Radiosynthesis of 99mTc-DTPA-GLP conjugate (99mTc-DTPA-GLP)

Radiosynthesis of 99mTc-DTPA-GLP was achieved through dissolving DTPA-GLP (0.1 mg) in water (0.2 mL), followed by adding tin (II) chloride (0.1 mg, 0.1 mL). Sodium pertechnetate (NaTcO4) (37 MBq) was then added. The final concentration was 370 MBq/μmol. Radiochemical purity was assessed by using a radio-TLC scanner (Bio-scan, Inc., Washington, DC) using saline or acetone as an eluant. The chromatographic paper used was Whatman #1 (Fischer Scientific, Houston, TX).

Biodistribution studies

The animals were housed in The University of Texas M.D. Anderson Cancer Center facility. All protocols involving animals were approved by the University of Texas M.D. Anderson Institutional Animal Use and Care Committee (IACUC). Fischer 344 rats (150 ± 30 g) (Harlan Sprague–Dawley, Indianapolis, IN, USA) (n = 18) were injected intravenously with 740 ± 19 KBq of 99mTc-DTPA-GLP or 99mTc-DTPA. The injected mass of 99mTc-DTPA-GLP was 0.1 mg/rat. Separate biodistribution studies using 99mTc-DTPA-GLP (Study 1, nine rats) and 99mTc-DTPA (Study 2, nine rats) were conducted. For each compound, the rats were divided into three groups for three time intervals (30, 60 and 180 min, n = 3/time point). At 30, 60 and 180 min following administration of the radiotracers, the rats were killed by cervical dislocation. Samples of the blood and selected tissues were obtained, weighed, and subjected to counting along with a standard of the injected dose in a gamma counter (Packard Cobra Auto-Gamma Counter, Packard Instruments, Downers Grove, IL, USA). The bio-distribution of tracer in each sample was calculated as a percentage of the injected dose per gram of tissue wet weight (%ID/g). Pancreas to non-target tissue count density ratios were calculated from the corresponding %ID/g values.

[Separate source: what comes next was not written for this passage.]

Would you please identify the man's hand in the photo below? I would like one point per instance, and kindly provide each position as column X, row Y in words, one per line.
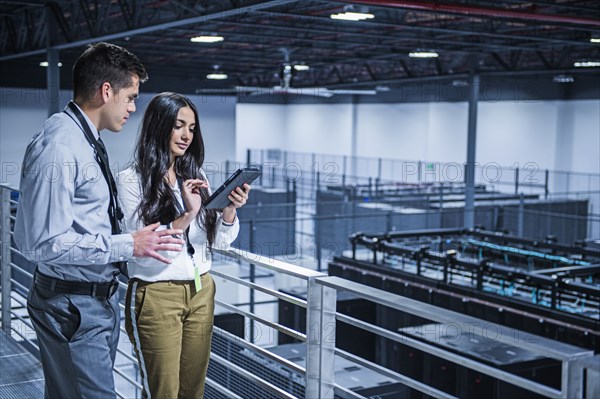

Planar scintigraphic imaging studies

Scintigraphic images were obtained using an M-camera from Siemens Medical Systems (Hoffman Estates, IL, USA). The camera was equipped with a low-energy parallel-hole collimator. The field of view was 53.3 × 38.7 cm. The intrinsic spatial resolution was 3.2 mm. The matrix is 64 × 64 and the pixel size was 19.18 mm (32 × 32, zoom = 1) to 0.187 mm (1,024 × 1,024, zoom = 3.2). With a low-energy, high-resolution collimator, the system has a resultant sensitivity of 172 counts/min (cpm)/μCi and spatial resolution of 4 mm. Scintigraphic images were obtained at 45 min after intravenous injection of 300 μCi (11.1 MBq/rat) of 99mTc-DTPA-GLP and 99mTc-DTPA as control in normal healthy female Fischer 344 rats (150–175 g) (Harlan Sprague–Dawley, Inc., Indianapolis, IN, USA) via the tail vein, respectively. Scintigraphic images were acquired 1 × 106 counts. To ascertain whether the pancreas beta cell uptake with 99mTc-DTPA-GLP was related to sulfonylurea receptors, we performed a blocking study. A group of rats were pretreated with streptozotocin (a beta cell toxin, 55 mg/kg, i.v.) and the images were acquired at 5, 25, and 45 min after intravenous injection of 11.1 MBq/rat of 99mTc-DTPA-GLP on day 5 post-treatment.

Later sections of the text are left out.